Think-Sense-Act: What does it mean to be a robot?

Most generously, a robot is any piece of technology capable of making actions based on measurements it takes. This "robot" is Smoking Spaceman, a Metal House Robot toy from the 1950s and not a robot by this definition.

As with any evolving technology or idea, the notion of what a robot really is has changed a lot. As you can find in the countless resources describing the evolution of robotics, civilizations ancient and modern have stories about clay golems, automata, mechanical assistants created in forges, steam-powered or other manufactured agents doing tasks normally reserved for living things. In 1920, the term ‘robot’ was first published in the Czech science fiction play, Rossum’s Universal Robots; robots began to inundate print media over the next decades (although somehow nobody used the word robotics until Asimov in 1941)1.  


Unimate, the world's first factory robot. It worked in the General Motors assembly line.

Robots began to hit factory floors in the 1960s as computer technology developed, but they looked less like androids and more like automatically controlled versions of factory tools that had previously been controlled by people. Since then, the robot population of the world has exploded. While some research and consumer robots look like the androids and automata of stories, most robots today are more like the factory robots in that they don’t resemble humans. While it's compelling to only allow the status of "true robots" to androids (literally "man-shaped" or "man-like") or machines we can easily personify or imagine are animals, many household appliances parallel these obvious robots in crucial aspects of design and construction. At the core, all of these systems are robots - pieces of technology capable of making actions based on measurements they take.


Left to right, the iconic Honeywell round thermostat and the ATLAS robot by Boston Dynamics.

This definition of a robot could describe something as simple as your thermostat to a complex humanoid like ATLAS. Each "robot" senses its environment -- the thermostat evaluates temperature using a number of different possible methods; ATLAS uses a whole suite of sensors to record visuals, distances, orientation, its own power consumption, and many other states of itself and the world around it. Each "robot" also acts -- the thermostat sends signals to power a furnace or other HVAC system; ATLAS drives motors and hydraulic systems to walk, pick things up, and otherwise be a humanoid robot.

It's what happens in between -- Thinking -- that causes some disagreements about what a robot is. Some thermostats only allow users to set a single setpoint temperature, and the thermostat tries its best to maintain that exact temperature. Other thermostats are full of electronics that allow users to set temperature windows, instruct the thermostat to vary the temperature with the time of day, control settings from anywhere via the internet, or even use algorithms to predict values users might want to set. The first can be accomplished using only mechanical parts; the latter begins to use simple electronic components or even microcontrollers. ATLAS very clearly relies on computer processing to turn information from its sensors into instructions for its actuators, and ATLAS is also conveniently human-shaped, so it's easy for us to imagine ATLAS "thinking." But where should the line be drawn for less complicated systems?

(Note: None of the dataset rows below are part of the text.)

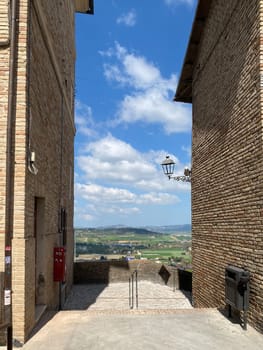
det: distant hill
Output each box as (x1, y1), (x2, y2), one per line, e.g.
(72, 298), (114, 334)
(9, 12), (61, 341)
(75, 224), (192, 235)
(145, 224), (192, 234)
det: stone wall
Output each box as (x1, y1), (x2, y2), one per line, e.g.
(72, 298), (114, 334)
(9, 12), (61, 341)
(74, 260), (179, 289)
(192, 0), (263, 331)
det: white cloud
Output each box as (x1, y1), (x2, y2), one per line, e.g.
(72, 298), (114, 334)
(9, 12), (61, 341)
(76, 134), (189, 192)
(101, 43), (191, 134)
(164, 0), (194, 6)
(75, 183), (179, 206)
(75, 135), (190, 223)
(116, 9), (136, 27)
(75, 100), (97, 137)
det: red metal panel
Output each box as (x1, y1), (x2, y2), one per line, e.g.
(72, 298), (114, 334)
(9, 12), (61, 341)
(54, 247), (66, 282)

At left, a system with all the attributes of a robot except coolness. At right, the extremely cool Derek SLAMboni.

An Olin Professor famously states that the difference is that "robots are sexy - a project has to be cool to count as a robot." And hey -- that seems like a good enough distinguishment to me. So, at Aerospace Robotics, we use the paradigm of Sense - Think - Act to think about how robots work, design them, and present many of our lessons. Even if a robot is ultimately designed a different way, S-T-A is usually still a useful way to start. While there may be some technical or philosophical arguments about what “Thinking” is required for a system to count as a robot, for our purposes here, we’ll consider anything that’s really cool, capable of sensing something about itself or its environment, processing or otherwise reshaping that information, and then acting (especially with physical parts!) based on its processing (or thinking) to be a robot.